After we identified the target hand from the MediaPipe detected hands for frame Vi, we extracted the x and y coordinates of four landmarks (i.e., hand key points): center of wrist joint (WRIST, landmark[0]), thumb carpometacarpal joint (THUMB_CMC, landmark[1]), tip of the thumb (THUMB_TIP, landmark[4]), and tip of the index finger (INDEX_FINGER_TIP, landmark[8]). These coordinates were used to track the finger-tapping angle and movement of the wrist over time. Instead of using Euclidean distance between the thumb-tip and index finger-tip to measure the amplitude, speed, and other metrics to quantify finger-tapping movements, we used the angle incident by three key points: THUMB_TIP, WRIST, and INDEX_FINGER_TIP. This helped us to deal with participants sitting at a variable distance from the camera since the angle is invariant to the camera distance. We computed the angle for each frame of the recorded video (i.e., if a video was recorded at 30 frames/s, we computed the angle 30 times per second). This helped us assess the speed and acceleration of the fingers in a continuous manner.
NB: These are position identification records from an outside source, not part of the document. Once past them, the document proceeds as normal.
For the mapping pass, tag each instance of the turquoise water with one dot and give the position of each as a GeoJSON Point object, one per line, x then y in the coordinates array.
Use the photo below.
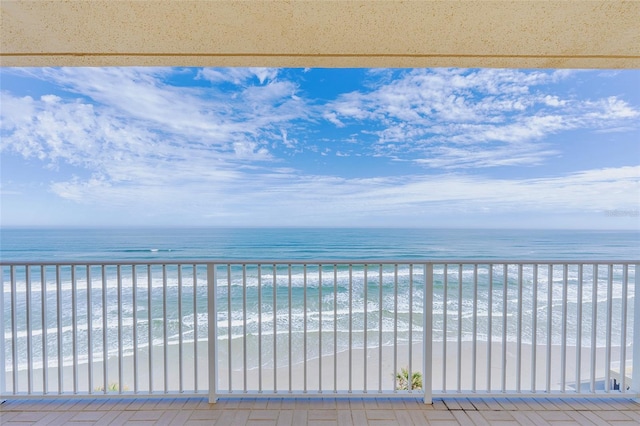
{"type": "Point", "coordinates": [313, 243]}
{"type": "Point", "coordinates": [325, 291]}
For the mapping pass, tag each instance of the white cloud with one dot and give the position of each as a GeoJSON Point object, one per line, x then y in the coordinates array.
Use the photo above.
{"type": "Point", "coordinates": [238, 76]}
{"type": "Point", "coordinates": [461, 112]}
{"type": "Point", "coordinates": [136, 141]}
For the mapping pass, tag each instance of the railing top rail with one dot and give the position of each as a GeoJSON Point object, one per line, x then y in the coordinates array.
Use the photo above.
{"type": "Point", "coordinates": [322, 262]}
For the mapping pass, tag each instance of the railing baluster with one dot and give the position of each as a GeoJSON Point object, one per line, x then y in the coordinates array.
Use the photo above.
{"type": "Point", "coordinates": [366, 302]}
{"type": "Point", "coordinates": [563, 353]}
{"type": "Point", "coordinates": [105, 356]}
{"type": "Point", "coordinates": [229, 334]}
{"type": "Point", "coordinates": [14, 328]}
{"type": "Point", "coordinates": [304, 337]}
{"type": "Point", "coordinates": [594, 318]}
{"type": "Point", "coordinates": [150, 327]}
{"type": "Point", "coordinates": [290, 334]}
{"type": "Point", "coordinates": [180, 338]}
{"type": "Point", "coordinates": [459, 359]}
{"type": "Point", "coordinates": [74, 328]}
{"type": "Point", "coordinates": [380, 329]}
{"type": "Point", "coordinates": [335, 327]}
{"type": "Point", "coordinates": [489, 326]}
{"type": "Point", "coordinates": [635, 377]}
{"type": "Point", "coordinates": [395, 330]}
{"type": "Point", "coordinates": [444, 327]}
{"type": "Point", "coordinates": [59, 319]}
{"type": "Point", "coordinates": [212, 324]}
{"type": "Point", "coordinates": [29, 330]}
{"type": "Point", "coordinates": [89, 331]}
{"type": "Point", "coordinates": [474, 347]}
{"type": "Point", "coordinates": [579, 329]}
{"type": "Point", "coordinates": [195, 328]}
{"type": "Point", "coordinates": [320, 328]}
{"type": "Point", "coordinates": [623, 328]}
{"type": "Point", "coordinates": [519, 332]}
{"type": "Point", "coordinates": [244, 328]}
{"type": "Point", "coordinates": [549, 322]}
{"type": "Point", "coordinates": [350, 328]}
{"type": "Point", "coordinates": [260, 329]}
{"type": "Point", "coordinates": [410, 367]}
{"type": "Point", "coordinates": [3, 336]}
{"type": "Point", "coordinates": [427, 334]}
{"type": "Point", "coordinates": [134, 298]}
{"type": "Point", "coordinates": [165, 328]}
{"type": "Point", "coordinates": [534, 327]}
{"type": "Point", "coordinates": [275, 336]}
{"type": "Point", "coordinates": [607, 354]}
{"type": "Point", "coordinates": [119, 304]}
{"type": "Point", "coordinates": [504, 330]}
The computed finger-tapping angles are plotted as a time-series signal in Fig. 5 (left). Negative values of the angle are indicative of a missing hand in the captured frame. For example, at the beginning or at the end of the recording, the hand might not be visible in the recording frame, as the participant needs to properly position their hand. We detected missing hands using the handedness outputs from MediaPipe, which include information about the left/right hand and hand presence confidence score. In particular, if the target hand (left/right) is not recognized as a handedness category or if the hand presence confidence score is less than 0.90, we labeled the frame as having a missing hand. In these cases, we assign a finger-tapping angle of −1.0. However, MediaPipe can also inaccurately miss the hand in many frames, resulting in a negative value for the angle. To address this issue, we implemented a strategy to interpolate missing angle values when the majority of neighboring frames have non-negative values. Specifically, we looked at the five frames before and after the missing value. If the majority had non-negative angles, we interpolated the value using a polynomial fit on the entire signal. Then, we found the largest consecutive segment of frames where the hand is visible (i.e., the finger-tapping angle was non-negative) in the signal and remove the frames before and after that. This helps us to remove the pre and post-task segments where the participants were not tapping their fingers and ensure that the analysis is focused on the relevant segment of the signal. Figure 5 (middle) shows how the raw, noisy signals were converted to cleaner signals after performing this step.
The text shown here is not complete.